Hasil gambar untuk pengabdi setan 2017

Jujur, udah lama banget saya nungguin film Pengabdi Setannya Joko Anwar, sebagai pecinta film dan pengamat dunia sinematografi abal-abal, Film Hantu Jeruk Purut jauh banget kualitasnya dibandingkan film ini. Film Pengabdi Setan lebih juara. Ngeliat awal trailernya aja udah penasaran parah stadium 4. Akting dari para pemain dan anak-anaknya bener-bener ngalir, terutama ekspresi ketakutan yang ditampilkannya itu yang gak lebay. Karena saya paling benci ngeliat film horor tapi akting pemainnya ketika adegan kaget dan takutnya malah terlalu lebay kebangetan. Muka setannya gak serem-serem amat dan sound filmnya cuma kaya denger pukulan drum bertubi-tubi doank tapi ekspresinya kaya dapat undian satu milyar trus mendadak dibatalin. Sebelas dua belas dengan ekspresi lebay-lebay yang ambyar. Males banget kalau liat film model begitu.

Jika kalian intip trailernya, berawal dari bunyi lonceng dan derit tangga kayu yang keinjek, ditambah lukisan yang menggantung di ujung tangga gitu aja entah kenapa udah bikin bulu kuduk merinding. Gaung dari film horor kan gak harus hantunya keluar melulu buat ngagetin jantung-jantung manusia, tapi harus mencari cara bagaimana membuat penonton berhasil ditakutin mulai dari efek musik, pengambilan gambar dan sound yang bikin deg-degan untuk memicu kita tutup mata dan teriak paling kacrut semuka bumi. Di film ini, itu udah dapet banget. Film horor dikatakan bagus ketika orang yang selama ini jaga image dan sok paling kecakepan bisa teriak dengan muka paling jelek seumur hidupnya, buat saya pribadi, berarti film horornya — Berhasil. Ahaha. Adapun setelah ditelisik dari berbagai macam komen netizen yang sayang tangkap, beberapa komen nyinyir mengenai film ini hanya segelintir dari Upil Naruto, selebihnya banyak memberikan komen positive.

-____-!!???

Untuk selengkapnya mendingan nonton deh…

Gambar terkait

Keluar dari zona film horor, kita masuk ke film india “Sanam Teri Kasam” yang bikin nangis bombay dengan skala setaraf mecin, ajinomoto, royco sama masako dicampur aduk. Filmnya gurih banget, menyentuh hati dan sedih. Alur filmnya sukaaa banget, sedihnya dapet, romantisnya dapet, lucunya juga dapet. Saya paling jarang nonton film sebagus kaya apa juga sampe dua kali, tapi film ini sukses bikin saya pengen nonton dua kali. Pengambilan gambar sih gak terlalu keren-keren amat, tapi saya termasuk yang lebih mementingkan isi cerita dalam suatu film dibanding film udah keren parah dari segi pemain dan pengambilan gambar tapi jalan cerita datar banget kaya dada para model di majalah-majalah. Flat aja gitu. Film ini mengajarkan kita banyak hal, tentang hikmah yang bisa dipetik, bagaimana kita belajar untuk tidak melihat kepribadian seseorang dari sebuah tampilan luar namun hati seseorang, bagaimana kita belajar bahwa Do’a maupun Sumpah, jika itu datangnya dari mulut orang tua maka itu akan dikabulkan Tuhan. 

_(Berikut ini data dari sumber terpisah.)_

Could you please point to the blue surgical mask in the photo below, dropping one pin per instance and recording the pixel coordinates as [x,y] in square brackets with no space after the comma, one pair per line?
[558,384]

Di film ini, kita diajak untuk menjelajahi dan mendalami kehidupan seorang gadis yang bernama saru, yang telah dewasa, namun lugu, norak dan belum menikah. Polemiknya adalah ia harus menikah lebih dulu sedangkan adiknya sudah siap untuk menikah dan ayahnya tidak mengijinkan ia menikah sebelum Saru itu menikah dengan keluarga terpandang. Karena keluguan dan terlalu noraknya, banyak pria yang menolak Saru. Di sini, kita diajak melihat bagaimana perjuangan ia mencari seseorang yang dapat mencintainya dan kisah menyayat hati mengenai cinta sejati, semua diulas di sini. Selebihnya saya gak mau tulisan ini menjadi spoiler. Buat kalian yang suka dan pecinta film romantis, rugi aja sih kalau gak nonton.

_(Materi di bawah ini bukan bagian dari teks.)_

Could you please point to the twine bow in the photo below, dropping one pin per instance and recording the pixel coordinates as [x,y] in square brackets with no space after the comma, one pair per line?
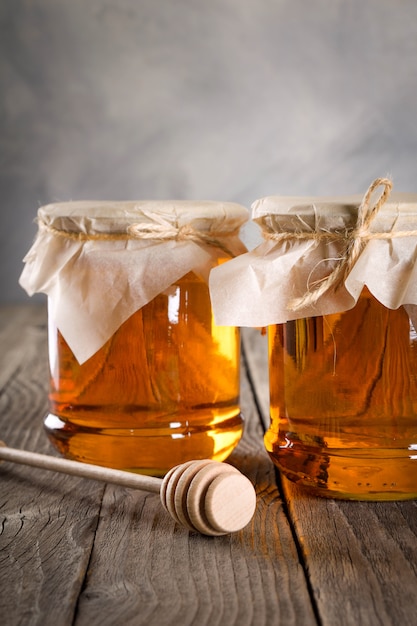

Nonton film juga bagian dari sebuah me time, pun bagian dari pelintiran lifestyle jaman sekarang yang pada demen ngurusin dan gangguin hidup orang lain, dari pada hidup dibuat untuk ngurusin hal-hal gak penting, mending banting setir ke arah yang lebih baik, yang memicu bagaimana memberikan banyak manfaat untuk diri sendiri maupun orang lain. *kemudian nyalain kompor, ceplok telor, sarapan.